Aus Barcelona berichtet Markus Löser
Sie haben ihren Ruf als Angstgegnerinnen bestätigt - und wie! Die an Nummer drei gesetzten Claudia Fernandez/Beatriz Gonzalez (Spanien) bezwangen im Finale der Premier Padel Finals in Barcelona erneut die als Topfavoriten gehandelten Gemma Triay (Spanien) und Delfina Brea (Argentinien). Nach 2:10 Stunden hieß es im erneut mit über 15.000 Zuschauern ausverkauften Palau Sant Jordi 6:4, 0:6, 6:3.
Für Fernandez/Gonzalez war der Erfolg, versüßt mit jeweils 52.500 Euro, gleichbedeutend mit einem Hattrick gegen die Weltranglistenersten. Bereits bei den vergangenen beiden Turnieren in Dubai und in Acapulco gaben sie ihren Kontrahentinnen laut Aussage der Geschlagenen "nicht ganz so überraschend" das Nachsehen. In beiden Fällen sogar in nur zwei Sätzen. So nahezu ausgeglichen der Auftakt verlief, so klar übernahmen Triay/Brea das Zepter im zweiten Durchgang, für den sie lediglich 30 Minuten benötigten.
Plötzlich steigt der Druck ins Unermessliche
Vor dem entscheidenden Satz beantragte Gonzalez eine verletzungsbedingte Auszeit. "Ich war völlig fertig, total gestresst nach einer intensiven Woche; auch aufgrund des Todes meines Großvaters", räumte sie ein. Anmerken ließ sie sich ihre Probleme in der Folge nicht weiter. "Ein paar Tränen haben den Druck von mir genommen." Spätestens beim Stand von 2:2 war klar: Sie und ihre Partnerin lassen sich von nichts aus der Bahn werfen.
Break zum 3:2 - von dem sich ihre Rivalinnen nicht mehr erholen sollten. Ein Schicksal, das im Halbfinale schon den an zwei gesetzten Paula Josemaria/Ari Sanchez beim 6:4, 6:2 widerfahren war. Gonzalez/Fernandez könnten sich nach ihrem Hattrick jetzt als heimliche Nummer 1 am Jahresende fühlen, oder? Lautes Lachen - und ein verlegen wirkendes: "Nein!"
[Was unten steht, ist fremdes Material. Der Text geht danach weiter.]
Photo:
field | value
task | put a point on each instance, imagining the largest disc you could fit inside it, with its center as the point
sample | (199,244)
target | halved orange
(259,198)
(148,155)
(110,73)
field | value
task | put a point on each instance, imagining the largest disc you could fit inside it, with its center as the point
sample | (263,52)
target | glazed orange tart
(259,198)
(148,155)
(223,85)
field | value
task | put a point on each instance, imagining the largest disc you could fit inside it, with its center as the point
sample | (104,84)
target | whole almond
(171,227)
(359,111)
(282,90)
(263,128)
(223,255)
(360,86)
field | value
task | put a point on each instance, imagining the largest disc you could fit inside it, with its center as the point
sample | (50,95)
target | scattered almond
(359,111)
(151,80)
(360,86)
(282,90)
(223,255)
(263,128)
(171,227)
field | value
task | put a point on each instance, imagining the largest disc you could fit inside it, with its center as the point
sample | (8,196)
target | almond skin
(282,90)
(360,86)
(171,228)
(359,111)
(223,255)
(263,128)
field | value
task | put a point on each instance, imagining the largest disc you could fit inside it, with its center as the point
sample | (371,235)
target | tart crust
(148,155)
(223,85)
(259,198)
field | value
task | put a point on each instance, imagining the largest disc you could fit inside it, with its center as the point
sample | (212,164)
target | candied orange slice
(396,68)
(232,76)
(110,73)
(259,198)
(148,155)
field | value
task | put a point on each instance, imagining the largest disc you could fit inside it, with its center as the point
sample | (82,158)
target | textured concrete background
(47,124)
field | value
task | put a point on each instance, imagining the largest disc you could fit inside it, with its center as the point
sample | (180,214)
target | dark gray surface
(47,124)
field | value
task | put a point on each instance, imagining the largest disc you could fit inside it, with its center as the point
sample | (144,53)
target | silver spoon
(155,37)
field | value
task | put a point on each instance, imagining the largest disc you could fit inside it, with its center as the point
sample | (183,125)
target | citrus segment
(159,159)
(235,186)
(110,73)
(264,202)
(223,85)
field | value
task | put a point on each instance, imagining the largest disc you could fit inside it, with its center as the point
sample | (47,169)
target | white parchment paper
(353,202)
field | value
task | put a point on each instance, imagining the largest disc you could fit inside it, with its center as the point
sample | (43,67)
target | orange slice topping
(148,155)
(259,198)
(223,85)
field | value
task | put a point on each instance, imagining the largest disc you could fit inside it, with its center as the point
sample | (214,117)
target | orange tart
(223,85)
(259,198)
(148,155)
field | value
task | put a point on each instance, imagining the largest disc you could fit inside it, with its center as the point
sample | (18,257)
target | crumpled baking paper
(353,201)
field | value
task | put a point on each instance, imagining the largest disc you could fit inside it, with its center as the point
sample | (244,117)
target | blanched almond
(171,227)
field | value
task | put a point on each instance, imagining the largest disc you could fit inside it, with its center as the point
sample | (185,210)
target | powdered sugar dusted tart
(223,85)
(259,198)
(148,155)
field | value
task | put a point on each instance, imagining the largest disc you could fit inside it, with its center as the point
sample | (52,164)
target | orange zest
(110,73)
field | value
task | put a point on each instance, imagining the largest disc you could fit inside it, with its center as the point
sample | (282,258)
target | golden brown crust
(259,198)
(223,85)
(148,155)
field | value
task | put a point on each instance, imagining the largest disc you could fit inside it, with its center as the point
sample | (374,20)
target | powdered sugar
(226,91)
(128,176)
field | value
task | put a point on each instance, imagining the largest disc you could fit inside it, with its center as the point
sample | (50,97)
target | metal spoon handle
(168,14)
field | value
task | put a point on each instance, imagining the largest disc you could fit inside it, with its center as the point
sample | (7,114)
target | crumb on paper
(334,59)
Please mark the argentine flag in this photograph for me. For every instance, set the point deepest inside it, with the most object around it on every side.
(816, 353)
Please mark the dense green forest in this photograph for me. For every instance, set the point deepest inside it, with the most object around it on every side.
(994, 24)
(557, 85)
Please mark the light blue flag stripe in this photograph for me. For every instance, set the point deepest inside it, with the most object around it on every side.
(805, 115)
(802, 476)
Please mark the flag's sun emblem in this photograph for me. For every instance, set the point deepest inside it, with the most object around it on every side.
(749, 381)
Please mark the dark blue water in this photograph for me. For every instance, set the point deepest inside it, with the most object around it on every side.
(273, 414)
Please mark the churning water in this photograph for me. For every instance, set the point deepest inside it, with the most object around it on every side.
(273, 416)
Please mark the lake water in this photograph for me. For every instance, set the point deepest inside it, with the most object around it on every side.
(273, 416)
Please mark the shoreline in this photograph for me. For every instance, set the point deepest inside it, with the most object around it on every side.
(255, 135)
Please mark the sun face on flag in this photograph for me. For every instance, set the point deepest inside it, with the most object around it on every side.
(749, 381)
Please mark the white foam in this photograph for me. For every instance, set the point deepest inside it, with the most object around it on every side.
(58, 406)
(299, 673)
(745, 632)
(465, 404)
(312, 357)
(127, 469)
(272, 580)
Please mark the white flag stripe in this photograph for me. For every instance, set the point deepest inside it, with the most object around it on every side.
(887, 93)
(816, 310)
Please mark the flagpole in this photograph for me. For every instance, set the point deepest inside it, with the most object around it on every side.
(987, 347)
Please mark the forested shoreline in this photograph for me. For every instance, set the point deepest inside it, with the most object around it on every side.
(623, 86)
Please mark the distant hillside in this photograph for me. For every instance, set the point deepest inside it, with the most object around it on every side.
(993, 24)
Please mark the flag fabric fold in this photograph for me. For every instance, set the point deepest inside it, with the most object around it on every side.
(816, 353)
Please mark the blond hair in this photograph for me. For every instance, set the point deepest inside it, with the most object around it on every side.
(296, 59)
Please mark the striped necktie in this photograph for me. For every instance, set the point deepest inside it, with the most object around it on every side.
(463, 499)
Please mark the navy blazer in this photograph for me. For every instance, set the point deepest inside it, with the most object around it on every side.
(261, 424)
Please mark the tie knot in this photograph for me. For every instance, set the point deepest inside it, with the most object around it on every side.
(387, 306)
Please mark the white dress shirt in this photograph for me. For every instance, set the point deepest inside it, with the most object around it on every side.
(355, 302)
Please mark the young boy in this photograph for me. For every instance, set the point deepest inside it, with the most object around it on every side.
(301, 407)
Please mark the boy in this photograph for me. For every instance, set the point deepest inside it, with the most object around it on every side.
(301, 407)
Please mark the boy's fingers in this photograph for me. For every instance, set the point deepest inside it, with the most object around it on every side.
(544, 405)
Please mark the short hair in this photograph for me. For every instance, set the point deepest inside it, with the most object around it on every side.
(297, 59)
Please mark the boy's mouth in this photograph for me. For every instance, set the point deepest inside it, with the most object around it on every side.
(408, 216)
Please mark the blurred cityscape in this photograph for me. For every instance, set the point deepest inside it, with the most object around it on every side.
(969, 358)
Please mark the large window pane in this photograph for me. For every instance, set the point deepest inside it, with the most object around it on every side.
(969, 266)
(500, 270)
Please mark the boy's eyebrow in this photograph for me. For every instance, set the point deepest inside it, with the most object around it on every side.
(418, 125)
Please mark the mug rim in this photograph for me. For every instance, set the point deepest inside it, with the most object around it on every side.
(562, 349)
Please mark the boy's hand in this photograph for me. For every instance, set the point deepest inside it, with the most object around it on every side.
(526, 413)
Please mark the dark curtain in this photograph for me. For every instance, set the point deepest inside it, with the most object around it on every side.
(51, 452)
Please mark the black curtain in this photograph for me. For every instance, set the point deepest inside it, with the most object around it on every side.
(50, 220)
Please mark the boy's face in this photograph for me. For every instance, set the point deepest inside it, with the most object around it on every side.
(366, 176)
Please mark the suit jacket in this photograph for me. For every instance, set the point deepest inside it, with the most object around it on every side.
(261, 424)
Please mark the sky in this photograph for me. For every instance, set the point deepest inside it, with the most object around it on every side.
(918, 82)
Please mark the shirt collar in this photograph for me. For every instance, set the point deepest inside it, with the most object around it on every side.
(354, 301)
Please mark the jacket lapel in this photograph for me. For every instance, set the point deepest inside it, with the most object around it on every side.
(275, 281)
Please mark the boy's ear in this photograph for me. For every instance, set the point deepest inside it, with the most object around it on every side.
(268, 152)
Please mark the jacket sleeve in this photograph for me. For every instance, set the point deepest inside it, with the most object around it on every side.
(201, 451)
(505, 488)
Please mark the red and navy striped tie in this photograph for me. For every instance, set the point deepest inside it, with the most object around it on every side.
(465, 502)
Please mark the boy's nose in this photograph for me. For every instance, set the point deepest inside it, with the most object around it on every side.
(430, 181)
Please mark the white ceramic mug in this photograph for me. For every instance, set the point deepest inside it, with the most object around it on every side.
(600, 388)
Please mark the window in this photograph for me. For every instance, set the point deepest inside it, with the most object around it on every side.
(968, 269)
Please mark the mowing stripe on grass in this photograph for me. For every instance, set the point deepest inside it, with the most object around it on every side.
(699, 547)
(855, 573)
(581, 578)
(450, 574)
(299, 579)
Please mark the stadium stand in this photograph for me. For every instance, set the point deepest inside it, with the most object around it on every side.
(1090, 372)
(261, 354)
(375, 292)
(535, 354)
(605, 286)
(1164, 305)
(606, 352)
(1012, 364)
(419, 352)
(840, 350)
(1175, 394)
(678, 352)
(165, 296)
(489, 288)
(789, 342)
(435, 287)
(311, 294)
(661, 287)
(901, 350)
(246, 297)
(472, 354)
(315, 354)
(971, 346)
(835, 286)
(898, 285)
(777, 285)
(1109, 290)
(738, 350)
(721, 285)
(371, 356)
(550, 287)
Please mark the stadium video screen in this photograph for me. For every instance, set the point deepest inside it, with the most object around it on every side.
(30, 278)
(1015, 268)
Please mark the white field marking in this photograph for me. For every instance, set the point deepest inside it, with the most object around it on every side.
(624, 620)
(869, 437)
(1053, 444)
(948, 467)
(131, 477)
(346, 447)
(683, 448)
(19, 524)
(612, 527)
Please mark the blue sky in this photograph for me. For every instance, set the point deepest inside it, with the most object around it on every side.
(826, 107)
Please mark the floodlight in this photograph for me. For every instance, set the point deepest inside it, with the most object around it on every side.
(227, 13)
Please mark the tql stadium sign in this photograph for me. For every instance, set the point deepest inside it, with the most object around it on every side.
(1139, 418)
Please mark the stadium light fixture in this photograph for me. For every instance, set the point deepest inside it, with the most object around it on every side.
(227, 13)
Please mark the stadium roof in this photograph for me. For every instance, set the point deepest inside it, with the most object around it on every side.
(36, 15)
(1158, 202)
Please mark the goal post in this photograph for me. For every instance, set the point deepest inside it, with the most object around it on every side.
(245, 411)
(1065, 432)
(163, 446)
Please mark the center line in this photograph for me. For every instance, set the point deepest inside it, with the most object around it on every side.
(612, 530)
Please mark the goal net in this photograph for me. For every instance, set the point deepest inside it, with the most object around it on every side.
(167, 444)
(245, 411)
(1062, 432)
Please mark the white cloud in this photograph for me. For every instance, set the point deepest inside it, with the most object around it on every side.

Barca-Stars sehen wahren Padel-Krimi
Als hätte es nicht schon genug Drama bei den Frauen gegeben - Agustin Tapia (ARG)/Arturo Coello (ESP/1) setzen im Duell mit Alejandro Galan (ESP)/Federico Chingotto (ARG/2) sogar noch einen obendrauf. Auch die Fußball-Profis des FC Barcelona kamen aus dem Staunen nicht heraus. Die vormaligen Bundesligaspieler Robert Lewandowski (BVB, FC Bayern), Dani Olmo (Leipzig), ihre Kollegen Pedri, Ferran Torres und Eric Garcia sowie die Vereinsikonen Andres Iniesta und Carles Puyol bekamen Padel-Sport der Extraklasse geboten.
Unfassbare Schmetterbälle, gefühlvolle Stopps, abgewehrte Breakbälle, (beinahe fahrlässig) liegengelassene Matchpoints - und ein beachtenswertes Fair Play der Spieler, die den Stuhlschiedsrichter mehrmals zugunsten ihrer Gegner korrigierten. Letztlich hätte dieses 6:7 (4), 6:3, 7:6 (4) aus Sicht von Tapia/Coello keinen Sieger verdient gehabt. Doch Unentschieden gibt es - anders als im Fußball - eben nicht, wenn man den 20x10 Meter großen Court verlässt. Innerhalb der 2:53 Stunden sah man so viele Highlights wie wohl nicht einmal in einer kompletten Champions-League-Saison der Fußballer.
Schlusswort Coello nach vier Tagen Premier Padel Finals in Barcelona: "Eigentlich hat es keiner von uns vier heute im Finale verdient, als Verlierer vom Platz zu gehen. Wir haben alle einen unglaublichen Job abgeliefert."